In regards to the Alexandrian School of Theology, check out the below link for more information:

http://chalcedon.edu/research/articles/alexandrian-theology/

If one is diligent, they can not elements of Gnosticism that have crept into theology over the years, especially when it comes to matters of the doctrine of the Kingdom. In fact, both Greek and Gnostic philosophies have notably crept into certain aspects of our theology. Furthermore, the Alexandrian School and its approach to allegory when it comes to Scripture is also apparent in the writings of theologians over the years.

The most notable observation Peters presents in Proposition 76 is the following:

“Another cause which operated largely to diminish the belief in the doctrine of the Kingdom was the coldness and enmity which arose between the Jewish and Gentile Christians, when they separated into parties antagonistic to each other.
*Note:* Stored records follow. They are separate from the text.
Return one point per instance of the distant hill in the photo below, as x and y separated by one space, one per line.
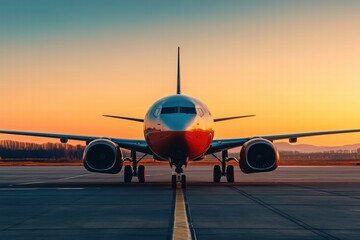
306 148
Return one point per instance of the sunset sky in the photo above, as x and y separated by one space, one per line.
295 64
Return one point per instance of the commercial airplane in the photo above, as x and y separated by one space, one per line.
179 129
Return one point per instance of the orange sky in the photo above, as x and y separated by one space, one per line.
296 68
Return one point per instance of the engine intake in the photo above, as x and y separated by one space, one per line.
258 155
103 156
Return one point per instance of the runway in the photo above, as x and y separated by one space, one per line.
71 203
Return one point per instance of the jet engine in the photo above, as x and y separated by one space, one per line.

History conclusively shows that the peace formerly maintained between them through the wise, prudent, and conciliating conduct of the early leaders, was ultimately removed. Nothing contributed so largely to this as the removal (through Gnostic and Alexandrian influence) of the distinctive Jewish idea of the Messiahship and resultant Kingdom, the bond of faith that had united Jew and Gentile into fraternal believers. We need not enter into the saddening controversy – a mournful commentary on human frailty and passion – but one of the results arrests attention, viz.: that the Gentile Christians in their animosity to Judaism, which sought to impose its legality and ritualism, finally were carried to such an extreme that, without discriminating between what was abrogated and the things of God that remained in force, everything that savored in their estimation of Judaism was cast aside, including of course the long entertained Jewish notion of the Kingdom.”
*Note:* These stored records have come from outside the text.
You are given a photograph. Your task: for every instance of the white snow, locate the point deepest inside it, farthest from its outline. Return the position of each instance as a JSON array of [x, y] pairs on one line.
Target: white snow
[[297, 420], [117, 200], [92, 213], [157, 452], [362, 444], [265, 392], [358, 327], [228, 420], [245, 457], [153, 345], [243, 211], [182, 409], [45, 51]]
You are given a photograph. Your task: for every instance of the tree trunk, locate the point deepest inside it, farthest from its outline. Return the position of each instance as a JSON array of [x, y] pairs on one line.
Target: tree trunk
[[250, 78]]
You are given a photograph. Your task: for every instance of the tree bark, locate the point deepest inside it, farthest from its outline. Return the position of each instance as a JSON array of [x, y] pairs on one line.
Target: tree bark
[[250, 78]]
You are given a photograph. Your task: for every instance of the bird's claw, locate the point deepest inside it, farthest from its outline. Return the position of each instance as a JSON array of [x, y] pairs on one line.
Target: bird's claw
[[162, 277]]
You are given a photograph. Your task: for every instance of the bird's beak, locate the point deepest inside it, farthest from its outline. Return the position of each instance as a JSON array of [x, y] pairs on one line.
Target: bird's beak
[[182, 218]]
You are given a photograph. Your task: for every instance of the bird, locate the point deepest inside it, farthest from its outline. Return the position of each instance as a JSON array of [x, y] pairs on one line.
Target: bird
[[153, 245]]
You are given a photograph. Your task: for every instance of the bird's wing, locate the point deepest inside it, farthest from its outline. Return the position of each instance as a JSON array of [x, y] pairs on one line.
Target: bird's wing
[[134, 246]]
A book I have at home which I have yet to read is The Conflict of the Church and the Synagogue by James Parkes. In that book, Parkes addresses this schism between the Church and the Jews. This subject in general has been of great interest to me as I have observed an abundance of this type of attitude and approach to theology in my wanderings around social media (in particular Facebook) forum discussions. I see a lot of the type of attitude noted by Peters in those forums and in discussions with fellow believers, especially when it is mentioned at any point of the need to approach Scripture from a Hebraic standpoint. Charges of “legalism”, being a Pharisee (or Sadducee), and misunderstanding the “Age of Grace” are lobbed around at any mention of taking if anything into conversation the things of God that Peters aptly notes are still in force for believers today. Such animosity should cease as it is negatively impacting how we approach Scripture. Yes indeed the Gnostic and Alexandrian concepts have had an influence, a negative one I humbly submit. This very topic is going to be the source of future blog posts from me that will try and dig into this issue. I am pleased to see Peters bringing up this important point.